Ok, I'm in torsten's camp i.e. I agree with schneich: never cool the bar mold.

Lior, I'll go out on a limb and say that the following will fix your problem:

1) Do not use a heat gun to warm your mold. The risk of "hot spots" is too great and that will definitely de-temper your chocolate. Instead, put the molds in a warming cabinet and heat close to the working temperature of your chocolate, say, ~29C for dark. Check this with an IR thermometer (if you don't have one, get one! :biggrin: ) I do not have a warming cabinet (though I would love to have one...) so I am improvising by using either a spare 6kg Mol d'art melter or (and you're gonna love this...) I use my oven by turning it on its lowest setting briefly; I use my IR thermometer to make sure it's not too hot (say < 50C); I wrap up the molds in tea towels to provide more even insulation on top of a couple of cookie sheets; then I "soak" the molds in the gentle heat for about 30 minutes while I prepare other things. You'll have to play around with your setup to see what works.

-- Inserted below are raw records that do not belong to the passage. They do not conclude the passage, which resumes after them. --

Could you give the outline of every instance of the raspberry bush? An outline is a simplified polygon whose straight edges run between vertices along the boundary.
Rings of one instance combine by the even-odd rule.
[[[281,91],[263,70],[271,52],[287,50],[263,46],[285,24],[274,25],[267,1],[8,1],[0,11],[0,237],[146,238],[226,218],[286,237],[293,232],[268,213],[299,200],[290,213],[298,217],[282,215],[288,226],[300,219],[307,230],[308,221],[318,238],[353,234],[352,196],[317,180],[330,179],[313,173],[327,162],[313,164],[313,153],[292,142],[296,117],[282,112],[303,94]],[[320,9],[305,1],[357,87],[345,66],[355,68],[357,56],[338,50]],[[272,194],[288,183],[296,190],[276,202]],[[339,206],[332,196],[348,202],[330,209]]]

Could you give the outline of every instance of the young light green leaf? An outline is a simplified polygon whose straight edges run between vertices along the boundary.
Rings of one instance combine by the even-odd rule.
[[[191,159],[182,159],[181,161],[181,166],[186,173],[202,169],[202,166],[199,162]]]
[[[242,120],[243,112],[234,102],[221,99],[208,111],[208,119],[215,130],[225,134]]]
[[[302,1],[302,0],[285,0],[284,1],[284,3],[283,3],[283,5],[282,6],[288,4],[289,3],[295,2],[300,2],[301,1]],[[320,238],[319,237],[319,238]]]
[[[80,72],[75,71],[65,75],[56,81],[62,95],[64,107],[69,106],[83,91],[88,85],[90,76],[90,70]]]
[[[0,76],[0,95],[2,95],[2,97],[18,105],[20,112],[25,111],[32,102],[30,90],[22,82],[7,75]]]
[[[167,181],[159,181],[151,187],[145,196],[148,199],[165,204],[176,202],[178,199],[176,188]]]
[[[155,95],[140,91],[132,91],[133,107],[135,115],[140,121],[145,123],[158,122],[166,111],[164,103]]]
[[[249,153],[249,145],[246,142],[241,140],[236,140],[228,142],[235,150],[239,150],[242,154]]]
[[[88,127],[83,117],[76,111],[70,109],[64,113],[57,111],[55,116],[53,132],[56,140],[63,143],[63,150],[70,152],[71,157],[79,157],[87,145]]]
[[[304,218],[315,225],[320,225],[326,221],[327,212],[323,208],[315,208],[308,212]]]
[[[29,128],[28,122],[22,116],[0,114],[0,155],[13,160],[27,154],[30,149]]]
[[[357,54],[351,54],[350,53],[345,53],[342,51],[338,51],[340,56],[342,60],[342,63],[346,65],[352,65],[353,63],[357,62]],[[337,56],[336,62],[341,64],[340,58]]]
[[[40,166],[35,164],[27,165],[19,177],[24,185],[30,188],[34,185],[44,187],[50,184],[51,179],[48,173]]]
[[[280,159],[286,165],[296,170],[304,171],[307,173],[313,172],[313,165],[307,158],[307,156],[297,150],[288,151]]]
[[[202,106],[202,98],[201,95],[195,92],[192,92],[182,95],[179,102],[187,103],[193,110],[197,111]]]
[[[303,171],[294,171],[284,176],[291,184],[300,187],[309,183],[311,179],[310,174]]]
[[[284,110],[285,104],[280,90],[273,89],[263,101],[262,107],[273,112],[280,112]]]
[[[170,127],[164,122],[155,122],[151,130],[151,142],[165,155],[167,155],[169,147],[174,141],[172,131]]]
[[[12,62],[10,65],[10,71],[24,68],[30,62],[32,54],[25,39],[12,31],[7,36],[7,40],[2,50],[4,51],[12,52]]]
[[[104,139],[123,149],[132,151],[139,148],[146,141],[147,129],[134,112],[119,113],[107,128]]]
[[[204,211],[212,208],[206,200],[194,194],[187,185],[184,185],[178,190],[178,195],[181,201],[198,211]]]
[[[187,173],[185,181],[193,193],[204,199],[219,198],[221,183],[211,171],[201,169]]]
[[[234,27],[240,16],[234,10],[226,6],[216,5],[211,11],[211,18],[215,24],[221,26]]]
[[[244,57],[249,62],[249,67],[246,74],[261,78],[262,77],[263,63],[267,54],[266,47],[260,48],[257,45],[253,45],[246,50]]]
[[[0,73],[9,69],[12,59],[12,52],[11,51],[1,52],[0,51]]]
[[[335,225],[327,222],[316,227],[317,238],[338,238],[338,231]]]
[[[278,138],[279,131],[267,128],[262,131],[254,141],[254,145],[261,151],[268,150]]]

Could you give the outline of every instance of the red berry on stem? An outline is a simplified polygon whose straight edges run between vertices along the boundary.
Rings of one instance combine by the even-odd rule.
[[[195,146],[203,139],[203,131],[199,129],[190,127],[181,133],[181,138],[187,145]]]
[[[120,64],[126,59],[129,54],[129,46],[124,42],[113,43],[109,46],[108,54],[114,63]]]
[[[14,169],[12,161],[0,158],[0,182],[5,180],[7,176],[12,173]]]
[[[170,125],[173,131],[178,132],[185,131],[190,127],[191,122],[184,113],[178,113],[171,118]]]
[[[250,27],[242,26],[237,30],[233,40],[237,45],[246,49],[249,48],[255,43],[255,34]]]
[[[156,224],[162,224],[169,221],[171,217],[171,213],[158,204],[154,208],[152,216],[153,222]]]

2) When you fill your trays, you'll find that the warmed trays REALLY help to prevent bubbles. conversely, cooler trays help to CAUSE bubbles... You can wait until the chocolate has just begun to set around the edges, then put the tray into a refrigerator on top of a grill or shelf that has air flow all around, top and bottom. You can buy an inexpensive computer fan + adapter to hang inside the cooling unit to keep air flowing.

Hope this helps.

John DePaula
formerly of DePaula Confections
Hand-crafted artisanal chocolates & gourmet confections - …Because Pleasure Matters…
--------------------
When asked “What are the secrets of good cooking? Escoffier replied, “There are three: butter, butter and butter.”